As part of his analysis, Muller submitted invoices from iRhythm competitors Biotelemetry (BEAT) and Scottcare for purchases of their respective ECG monitors. Amortization of the purchase price of those monitors, combined with the service cost to analyze the recorded data and the cost of disposable items like adhesive patches, yielded reimbursement rates that confirmed Muller’s $66.25 and $82.66 figures.
CMS takes comments into account, according to sources. A source familiar with CMS’ policy making told The Capitol Forum that CMS does take public comments into account when formulating a final rule.
“The answer is a definite yes,” the source told The Capitol Forum, “CMS has a lot of knowledge and information, but they depend on the public comment process to inform them of information they may not know. It not uncommon for CMS to make a change in the final rule when new information is brought to their attention by public commenters.”
The source found CMS’ request for additional invoices interesting, indicating that CMS’ may be more open to revising its proposal. However, the source was not surprised by manufacturers’ reticence to provide commercial invoices.
“CMS often has difficulty getting invoices to price medical equipment and supplies,” the source said, “It is very common that manufacturers don’t provide invoices during the comment period. Manufacturers may not want to reveal contracted prices that they view as confidential proprietary information.”
According to Muller, manufacturers are much more open to sharing commercial invoices when they feel that CMS has undervalued, rather than overvalued, a service.

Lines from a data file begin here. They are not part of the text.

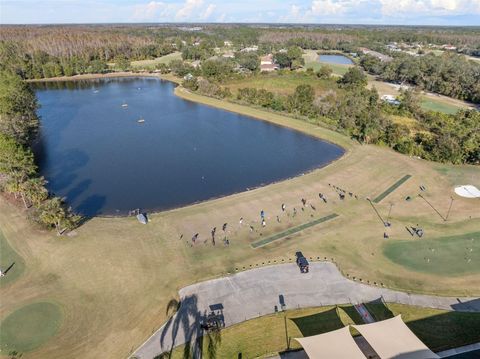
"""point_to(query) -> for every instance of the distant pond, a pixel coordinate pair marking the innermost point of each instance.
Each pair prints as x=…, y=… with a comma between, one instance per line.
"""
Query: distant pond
x=113, y=145
x=335, y=59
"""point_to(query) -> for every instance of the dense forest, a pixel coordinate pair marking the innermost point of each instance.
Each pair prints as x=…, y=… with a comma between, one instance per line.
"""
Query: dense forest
x=18, y=171
x=31, y=52
x=350, y=108
x=450, y=74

“They have an incentive to stay quiet,” explained Muller, “They are under no obligation to share any of that information with CMS; it wouldn’t make business sense. It’s awkward because CMS, in proposing such a high price, limits the incentive for people to speak up. CMS’ only other opportunity is to get it from physicians, but they also benefit from this high rate.”

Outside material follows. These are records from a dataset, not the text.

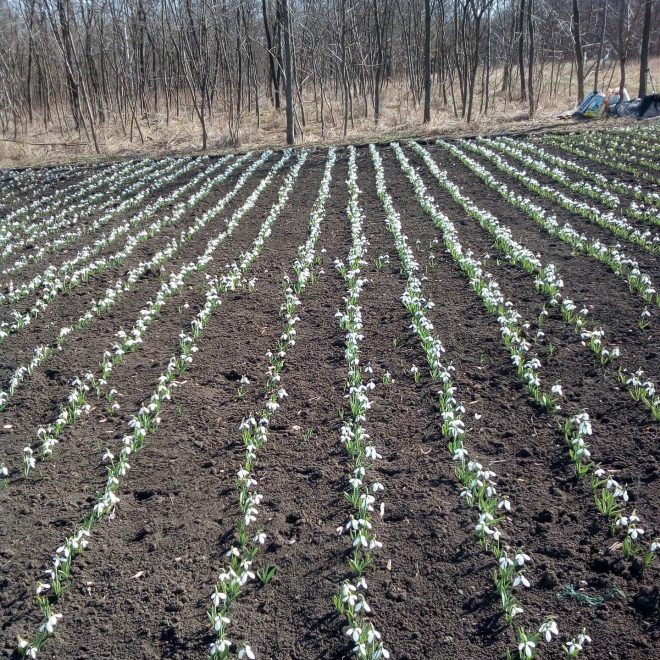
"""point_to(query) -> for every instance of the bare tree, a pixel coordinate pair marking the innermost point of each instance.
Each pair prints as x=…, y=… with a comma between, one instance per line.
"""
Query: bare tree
x=427, y=61
x=577, y=43
x=644, y=53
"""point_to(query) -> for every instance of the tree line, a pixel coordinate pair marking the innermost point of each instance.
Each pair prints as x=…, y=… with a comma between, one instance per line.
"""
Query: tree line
x=80, y=64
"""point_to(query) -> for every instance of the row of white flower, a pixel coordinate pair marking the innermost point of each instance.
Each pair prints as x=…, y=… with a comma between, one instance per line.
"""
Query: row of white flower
x=618, y=147
x=134, y=194
x=351, y=601
x=607, y=220
x=123, y=285
x=519, y=347
x=146, y=421
x=76, y=400
x=608, y=183
x=43, y=206
x=255, y=427
x=55, y=281
x=547, y=278
x=23, y=231
x=611, y=256
x=21, y=184
x=595, y=155
x=513, y=328
x=601, y=188
x=479, y=488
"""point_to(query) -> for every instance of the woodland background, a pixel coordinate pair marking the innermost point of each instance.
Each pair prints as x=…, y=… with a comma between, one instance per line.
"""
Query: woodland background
x=87, y=77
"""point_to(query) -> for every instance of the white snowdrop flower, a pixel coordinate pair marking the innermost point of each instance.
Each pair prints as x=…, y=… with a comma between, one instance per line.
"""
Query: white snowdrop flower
x=548, y=629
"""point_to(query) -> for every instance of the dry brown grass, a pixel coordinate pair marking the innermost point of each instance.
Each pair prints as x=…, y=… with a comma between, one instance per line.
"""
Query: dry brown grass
x=399, y=120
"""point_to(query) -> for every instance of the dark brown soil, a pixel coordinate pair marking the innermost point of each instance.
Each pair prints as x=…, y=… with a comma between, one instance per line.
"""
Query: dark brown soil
x=143, y=587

The source familiar with CMS’ processes stated that the independent submission of invoices could prove valuable during the rulemaking process, and questioned CMS’ decision to crosswalk to the neurostimulator incontinence device.

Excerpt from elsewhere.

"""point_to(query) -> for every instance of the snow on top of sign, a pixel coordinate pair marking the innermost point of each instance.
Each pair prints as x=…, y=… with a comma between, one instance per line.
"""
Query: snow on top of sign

“You would think for ECG monitoring, there are a number of types of these products, and there would be similar product that could be available for a crosswalk” the source said, adding that “I don’t know why they used this for the proposal, but that’s the purpose of the comment period, for people to explain to CMS why there is a better alternative. There may be comments suggesting CMS select a different crosswalk, saying it’s an invasive procedure not external, etcetera, and CMS will have to explain why the crosswalk they selected is better or agree with the comment in the final rule.”
Capitol Forum review of changes between proposed and final rule finds that CMS revises prices, but rarely downward. The Capitol Forum reviewed changes between the proposed and final rules in the 2018, 2019, and 2020 Physician Fee Schedules.
According to the review, CMS often revises its reimbursement rates based off of commenter input. However, almost all revisions were to increase the rate of reimbursement, potentially echoing Muller’s assessment that companies do not generally complain when they receive too much money.
For example, in 2019 CMS increased the proposed reimbursement rate for the same neurostimulator device that is currently proposed as the proxy price for ECG monitoring. CMS had originally proposed a reimbursement rate of $114.52 but revised it to $413.24 after commenters pointed out that “the device that generates the neurostimulation, which is the most expensive component of the test kit, was not included in the proposed pricing for this supply.”
Interestingly, the neurostimulator component, which CMS concluded was the determinant factor in raising the reimbursement rate from $114.52 to $413.24, is not included in the ECG monitoring devices that CMS is proposing to use as an equivalent proxy device.